Le petit prince s’en fut revoir les roses.

— Vous n’êtes pas du tout semblables à ma rose, vous n’êtes rien encore, leur dit-il. Personne ne vous a apprivoisé et vous n’avez apprivoisé personne. Vous êtes comme était mon renard. Ce n’était qu’un renard semblable à cent mille autres. Mais j’en ai fait mon ami, et il est maintenant unique au monde.

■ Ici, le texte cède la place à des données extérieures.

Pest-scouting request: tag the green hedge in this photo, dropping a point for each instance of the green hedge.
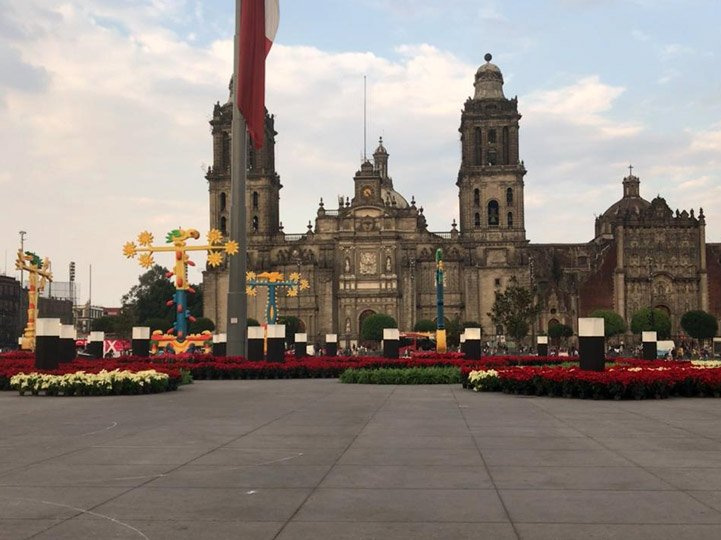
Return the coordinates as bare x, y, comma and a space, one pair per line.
420, 375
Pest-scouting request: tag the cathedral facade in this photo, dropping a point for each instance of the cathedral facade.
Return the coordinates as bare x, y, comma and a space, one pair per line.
373, 253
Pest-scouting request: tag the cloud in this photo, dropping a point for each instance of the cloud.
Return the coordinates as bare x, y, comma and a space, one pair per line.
106, 131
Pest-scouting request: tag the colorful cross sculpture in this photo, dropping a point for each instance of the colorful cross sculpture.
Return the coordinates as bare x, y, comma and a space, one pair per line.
440, 320
181, 341
39, 275
273, 280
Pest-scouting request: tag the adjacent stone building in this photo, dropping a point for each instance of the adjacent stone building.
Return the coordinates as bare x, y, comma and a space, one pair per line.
373, 253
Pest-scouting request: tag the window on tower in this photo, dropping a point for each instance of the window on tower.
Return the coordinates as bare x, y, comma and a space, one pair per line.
493, 214
225, 151
477, 145
506, 146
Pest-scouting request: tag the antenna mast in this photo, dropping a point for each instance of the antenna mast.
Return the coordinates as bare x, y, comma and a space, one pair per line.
365, 131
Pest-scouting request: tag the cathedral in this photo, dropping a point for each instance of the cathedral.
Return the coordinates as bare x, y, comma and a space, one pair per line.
373, 253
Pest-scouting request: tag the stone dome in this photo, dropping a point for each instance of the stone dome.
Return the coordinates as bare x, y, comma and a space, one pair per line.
630, 203
489, 81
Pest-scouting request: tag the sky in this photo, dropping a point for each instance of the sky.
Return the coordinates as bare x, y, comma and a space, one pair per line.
104, 110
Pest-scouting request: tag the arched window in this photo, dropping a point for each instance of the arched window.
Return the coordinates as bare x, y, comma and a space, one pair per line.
492, 157
493, 214
225, 152
477, 145
506, 146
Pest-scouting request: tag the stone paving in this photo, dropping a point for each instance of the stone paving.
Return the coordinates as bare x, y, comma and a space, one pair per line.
311, 459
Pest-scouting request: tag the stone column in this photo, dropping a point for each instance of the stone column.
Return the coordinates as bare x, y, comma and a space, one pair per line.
591, 343
331, 344
391, 342
140, 343
220, 342
47, 343
276, 342
95, 344
542, 345
301, 344
473, 343
649, 347
256, 335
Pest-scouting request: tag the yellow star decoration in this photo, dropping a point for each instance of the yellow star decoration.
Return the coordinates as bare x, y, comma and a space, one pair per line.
146, 260
129, 250
215, 258
231, 247
214, 237
145, 238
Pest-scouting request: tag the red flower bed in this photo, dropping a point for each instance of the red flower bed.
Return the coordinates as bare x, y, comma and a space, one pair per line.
635, 380
210, 367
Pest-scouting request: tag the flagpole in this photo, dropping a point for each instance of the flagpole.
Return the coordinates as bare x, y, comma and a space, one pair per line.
237, 299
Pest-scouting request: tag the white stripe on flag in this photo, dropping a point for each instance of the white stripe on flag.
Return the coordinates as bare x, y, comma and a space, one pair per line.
272, 17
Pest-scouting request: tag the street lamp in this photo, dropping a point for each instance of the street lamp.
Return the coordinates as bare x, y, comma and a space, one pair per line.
22, 249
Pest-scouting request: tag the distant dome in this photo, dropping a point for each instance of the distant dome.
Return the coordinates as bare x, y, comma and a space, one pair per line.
631, 203
381, 149
391, 195
489, 81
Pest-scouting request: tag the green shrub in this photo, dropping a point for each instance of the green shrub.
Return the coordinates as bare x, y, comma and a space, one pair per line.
419, 375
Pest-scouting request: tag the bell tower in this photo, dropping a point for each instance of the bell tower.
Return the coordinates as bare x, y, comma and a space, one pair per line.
490, 179
263, 183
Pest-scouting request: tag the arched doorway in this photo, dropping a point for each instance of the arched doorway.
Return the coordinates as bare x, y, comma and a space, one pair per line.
363, 316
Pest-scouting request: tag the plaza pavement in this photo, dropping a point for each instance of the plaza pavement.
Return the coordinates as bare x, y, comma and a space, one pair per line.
315, 459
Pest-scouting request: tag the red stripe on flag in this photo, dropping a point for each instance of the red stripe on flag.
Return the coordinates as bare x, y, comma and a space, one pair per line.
253, 48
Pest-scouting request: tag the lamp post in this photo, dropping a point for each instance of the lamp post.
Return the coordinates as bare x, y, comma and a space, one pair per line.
22, 249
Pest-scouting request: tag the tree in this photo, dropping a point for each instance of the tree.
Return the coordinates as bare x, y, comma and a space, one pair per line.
201, 324
424, 325
699, 325
453, 332
559, 331
514, 309
293, 326
613, 323
158, 323
651, 320
373, 325
120, 326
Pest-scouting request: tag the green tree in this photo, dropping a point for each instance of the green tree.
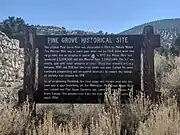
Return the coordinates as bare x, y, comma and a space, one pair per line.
13, 26
177, 43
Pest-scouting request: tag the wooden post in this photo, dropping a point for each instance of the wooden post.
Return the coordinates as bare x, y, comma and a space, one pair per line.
151, 41
29, 68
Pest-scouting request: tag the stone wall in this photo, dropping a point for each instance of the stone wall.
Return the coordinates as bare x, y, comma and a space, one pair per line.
11, 65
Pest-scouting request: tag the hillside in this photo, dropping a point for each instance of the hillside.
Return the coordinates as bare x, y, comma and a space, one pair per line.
167, 28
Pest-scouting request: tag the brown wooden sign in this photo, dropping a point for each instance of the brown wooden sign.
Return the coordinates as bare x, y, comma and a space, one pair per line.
77, 68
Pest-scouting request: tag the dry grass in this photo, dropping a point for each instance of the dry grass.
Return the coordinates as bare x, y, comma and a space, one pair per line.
140, 117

Et les roses étaient gênées.

— Vous êtes belles mais vous êtes vides, leur dit-il encore. On ne peut pas mourir pour vous. Bien sûr, ma rose à moi, un passant ordinaire croirait qu’elle vous ressemble. Mais à elle seule elle est plus importante que vous toutes, puisque c’est elle que j’ai arrosée. Puisque c’est elle que j’ai abritée par le paravent. Puisque c’est elle dont j’ai tué les chenilles (sauf les deux ou trois pour les papillons). Puisque c’est elle que j’ai écoutée se plaindre, ou se vanter, ou même quelquefois se taire. Puisque c’est ma rose.

Et il revint vers le renard:

— Adieu, dit-il…

— Adieu, dit le renard. Voici mon secret. Il est très simple: on ne voit bien qu’avec le coeur. L’essentiel est invisible pour les yeux.